Each automated component is documented as an AI system per Annex IV, regardless of whether it uses a learned model or a rule-based algorithm. Face quality measures follow ISO/IEC 29794-5 via the OFIQ reference implementation.
| Task | System | Type | Implementation | Documentation |
|---|---|---|---|---|
| Detection | YOLOX-Tiny (HumanArt) | Neural network (ONNX) | dardcollect/detector.py |
Model card |
| Tracking | OC-SORT | Algorithm (model-free) | dardcollect/tracker.py |
System card |
| Pose estimation | CIGPose Wholebody (COCO 133) | Neural network (ONNX) | dardcollect/poser.py |
Model card |
| Scene change detection | Luminance histogram + bbox area | Algorithm (rule-based) | pipeline/extract_person_clips_from_videos.py |
System card |
| Clip segmentation | Face/duration/frontal rules | Algorithm (rule-based) | pipeline/extract_person_clips_from_videos.py |
System card |
| Face quality — unified score | MagFace IResNet50 (ISO/IEC 29794-5) | Neural network (ONNX) | pipeline/filter_face_crops_by_quality.py, pipeline/annotate_face_quality.py |
Model card |
| Face quality — sharpness | Face sharpness random forest (OFIQ Sharpness) |
Algorithm (random forest) | pipeline/annotate_face_quality.py |
Model card |
| Face quality — compression | SSIM CNN (OFIQ CompressionArtifacts) |
Neural network (ONNX) | pipeline/annotate_face_quality.py |
Model card |
| Face quality — expression neutrality | HSEmotion EfficientNet + AdaBoost (OFIQ ExpressionNeutrality) |
Neural network + algorithm | pipeline/annotate_face_quality.py |
Model card |
| Face quality — head coverings / occlusion | BiSeNet face parsing (OFIQ NoHeadCoverings / FaceOcclusionPrevention) |
Neural network (ONNX) | pipeline/annotate_face_quality.py |
Model card |
| Face quality — face occlusion segmentation | Face occlusion segmentation CNN | Neural network (ONNX) | pipeline/annotate_face_quality.py |
Model card |
| Face quality — head pose | MobileNetV1 3DDFAV2 (OFIQ HeadPose) |
Neural network (ONNX) | pipeline/annotate_face_quality.py |
Model card |
| Audio transcription | Whisper-Small | Neural network (PyTorch) | pipeline/transcribe_video_clips.py, pipeline/transcribe_audio_files.py |
Model card |
| Document OCR | PaddleOCR PP-OCRv4 (det + rec + cls) | Neural network (ONNX) | pipeline/extract_text_from_doc.py |
Model card |
Contributions are welcome. Please read docs/CONTRIBUTING.md for:
- Development setup and pre-commit hooks
- Code style: Ruff (linting & formatting) + ty (type checking)

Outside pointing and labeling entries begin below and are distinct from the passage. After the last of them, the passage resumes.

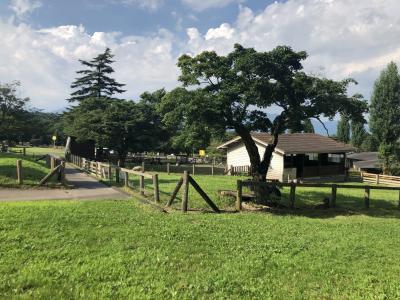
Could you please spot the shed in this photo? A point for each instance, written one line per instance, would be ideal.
(297, 155)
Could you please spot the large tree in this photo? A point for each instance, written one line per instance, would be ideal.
(241, 90)
(358, 134)
(384, 120)
(96, 80)
(13, 110)
(343, 129)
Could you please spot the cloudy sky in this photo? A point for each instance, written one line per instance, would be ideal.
(42, 40)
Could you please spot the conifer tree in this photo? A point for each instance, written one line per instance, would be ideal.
(384, 118)
(96, 81)
(358, 134)
(343, 129)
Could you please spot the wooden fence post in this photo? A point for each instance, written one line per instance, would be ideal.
(141, 183)
(62, 172)
(109, 173)
(156, 190)
(19, 171)
(52, 163)
(292, 194)
(126, 179)
(239, 195)
(185, 195)
(117, 174)
(333, 197)
(399, 199)
(366, 197)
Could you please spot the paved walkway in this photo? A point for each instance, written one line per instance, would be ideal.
(86, 187)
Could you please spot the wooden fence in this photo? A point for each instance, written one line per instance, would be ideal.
(293, 186)
(107, 171)
(380, 179)
(56, 165)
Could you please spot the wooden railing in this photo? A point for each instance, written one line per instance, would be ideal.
(293, 186)
(107, 171)
(380, 179)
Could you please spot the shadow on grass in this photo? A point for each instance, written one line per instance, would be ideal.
(309, 204)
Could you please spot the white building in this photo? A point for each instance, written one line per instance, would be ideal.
(297, 155)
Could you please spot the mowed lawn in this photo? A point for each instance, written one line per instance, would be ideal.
(32, 171)
(123, 249)
(36, 151)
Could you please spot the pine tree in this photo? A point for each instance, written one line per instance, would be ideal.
(95, 81)
(384, 118)
(358, 134)
(343, 129)
(308, 127)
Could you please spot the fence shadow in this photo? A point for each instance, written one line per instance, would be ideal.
(309, 205)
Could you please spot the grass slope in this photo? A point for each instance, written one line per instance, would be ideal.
(32, 171)
(120, 249)
(306, 198)
(41, 150)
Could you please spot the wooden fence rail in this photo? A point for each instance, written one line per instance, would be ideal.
(293, 185)
(380, 179)
(106, 171)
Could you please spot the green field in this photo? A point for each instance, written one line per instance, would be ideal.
(32, 171)
(348, 200)
(122, 249)
(36, 151)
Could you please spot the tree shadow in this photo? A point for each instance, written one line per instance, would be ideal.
(310, 204)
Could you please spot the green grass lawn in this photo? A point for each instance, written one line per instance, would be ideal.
(122, 249)
(36, 151)
(32, 171)
(348, 200)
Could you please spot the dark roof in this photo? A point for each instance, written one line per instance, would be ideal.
(364, 156)
(297, 143)
(367, 164)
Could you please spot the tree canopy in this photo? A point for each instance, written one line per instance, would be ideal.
(95, 80)
(384, 118)
(239, 91)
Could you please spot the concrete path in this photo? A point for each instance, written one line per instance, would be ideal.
(86, 187)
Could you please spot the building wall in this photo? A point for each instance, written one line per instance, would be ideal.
(237, 156)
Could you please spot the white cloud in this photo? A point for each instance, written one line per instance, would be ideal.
(343, 38)
(200, 5)
(145, 4)
(23, 7)
(45, 61)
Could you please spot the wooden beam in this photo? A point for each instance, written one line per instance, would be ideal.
(366, 197)
(19, 172)
(156, 190)
(203, 195)
(185, 191)
(141, 185)
(292, 194)
(175, 192)
(333, 196)
(48, 176)
(239, 195)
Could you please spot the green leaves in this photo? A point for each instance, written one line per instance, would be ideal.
(95, 82)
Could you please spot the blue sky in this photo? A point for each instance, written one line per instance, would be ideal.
(42, 40)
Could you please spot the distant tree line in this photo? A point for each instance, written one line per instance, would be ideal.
(220, 96)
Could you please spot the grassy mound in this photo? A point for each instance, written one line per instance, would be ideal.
(32, 171)
(120, 249)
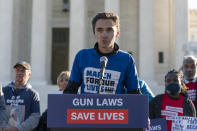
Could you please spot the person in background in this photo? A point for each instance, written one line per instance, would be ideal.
(190, 79)
(62, 81)
(174, 102)
(23, 102)
(86, 64)
(145, 89)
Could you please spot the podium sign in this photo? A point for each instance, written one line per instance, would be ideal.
(97, 111)
(158, 124)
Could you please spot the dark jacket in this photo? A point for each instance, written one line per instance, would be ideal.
(156, 105)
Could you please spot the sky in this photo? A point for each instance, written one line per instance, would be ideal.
(192, 4)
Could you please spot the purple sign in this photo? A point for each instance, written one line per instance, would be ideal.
(97, 111)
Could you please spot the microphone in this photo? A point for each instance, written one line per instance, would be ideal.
(103, 63)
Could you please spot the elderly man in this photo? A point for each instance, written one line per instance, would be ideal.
(23, 101)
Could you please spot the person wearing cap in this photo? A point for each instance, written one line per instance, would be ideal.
(22, 101)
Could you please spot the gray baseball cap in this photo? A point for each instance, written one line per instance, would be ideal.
(25, 64)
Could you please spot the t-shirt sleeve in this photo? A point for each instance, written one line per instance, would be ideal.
(76, 73)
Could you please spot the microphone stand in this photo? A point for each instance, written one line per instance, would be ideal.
(99, 85)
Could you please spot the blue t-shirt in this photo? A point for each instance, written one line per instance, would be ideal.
(120, 72)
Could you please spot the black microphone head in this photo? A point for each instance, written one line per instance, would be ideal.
(103, 61)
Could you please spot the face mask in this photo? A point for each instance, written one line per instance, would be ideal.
(173, 88)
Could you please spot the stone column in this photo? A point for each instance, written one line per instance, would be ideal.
(113, 6)
(181, 30)
(41, 42)
(146, 42)
(78, 30)
(6, 29)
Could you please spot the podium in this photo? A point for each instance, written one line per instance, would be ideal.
(97, 112)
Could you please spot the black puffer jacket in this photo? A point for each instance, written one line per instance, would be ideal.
(155, 107)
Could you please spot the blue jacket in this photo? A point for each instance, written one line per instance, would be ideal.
(25, 102)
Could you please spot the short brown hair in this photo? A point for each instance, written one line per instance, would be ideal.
(63, 75)
(105, 15)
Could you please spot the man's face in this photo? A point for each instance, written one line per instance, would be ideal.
(21, 74)
(105, 33)
(172, 78)
(189, 69)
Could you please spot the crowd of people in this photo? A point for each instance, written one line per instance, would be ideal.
(20, 103)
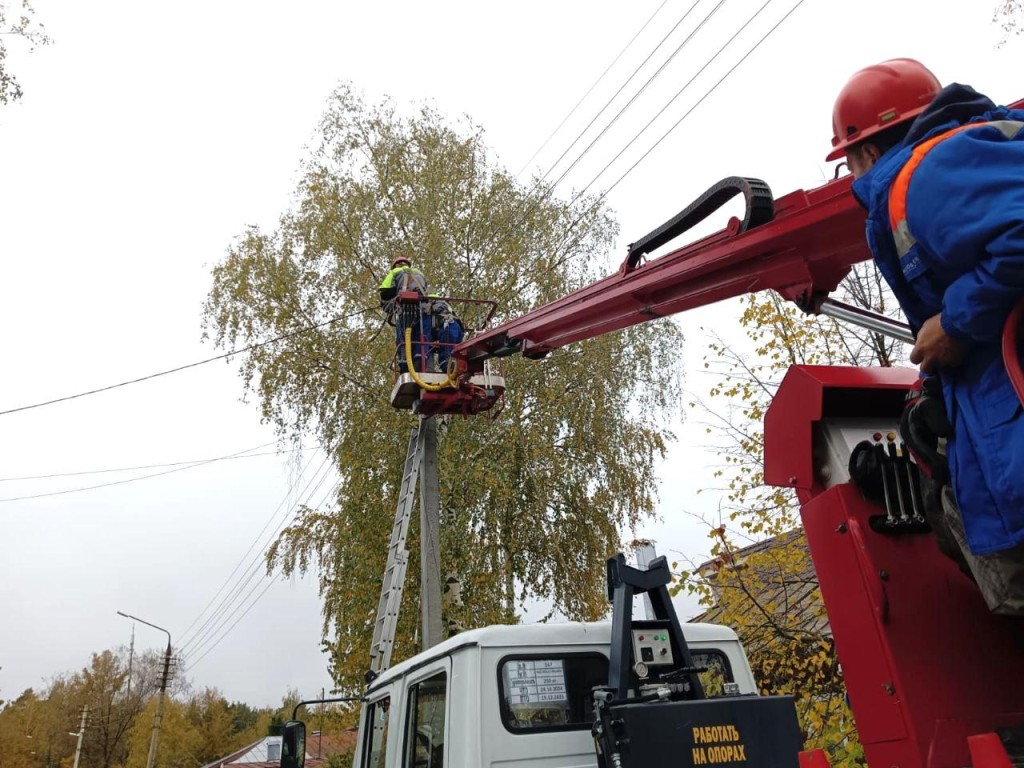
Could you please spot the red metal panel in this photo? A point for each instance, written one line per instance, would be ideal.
(812, 242)
(799, 403)
(905, 620)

- PR guidelines — including the requirement to document any new pipeline component as an AI system per EU AI Act Annex IV
The source code is licensed under the Apache License 2.0.
The bundled model weights in dardcollect/models/ carry separate licenses and are not covered by the Apache 2.0 license:
| Model | File | License |
|---|---|---|
| YOLOX-Tiny (HumanArt) | yolox_tiny_...onnx |
Architecture: Apache 2.0 — weights trained on HumanArt data ⚠ verify before commercial use |
| CIGPose Wholebody | cigpose-m_...onnx |
Architecture: Apache 2.0 — trained on COCO WholeBody ⚠ verify before commercial use |
| Whisper Small | openai_whisper_small.pt |
MIT |
| MagFace IResNet50 | magface_iresnet50_norm.onnx |
Apache 2.0 (MagFace); ONNX packaging MIT (OFIQ) |
| HSEmotion EfficientNet-B0/B2 | enet_b0_...onnx, enet_b2_...onnx |
MIT (HSEmotion) |
| AdaBoost neutrality classifier | hse_1_2_C_adaboost.yml.gz |
MIT (OFIQ) |
| BiSeNet, occlusion, head pose, sharpness, SSIM | various .onnx / .xml.gz |
MIT (OFIQ) |
| PaddleOCR PP-OCRv4 (3 files) | ch_PP-OCRv4_*.onnx, ch_ppocr_*.onnx |
Apache 2.0 (PaddleOCR) |
See NOTICE for full third-party attributions and dependency licenses (including ⚠ PyMuPDF AGPL-3.0).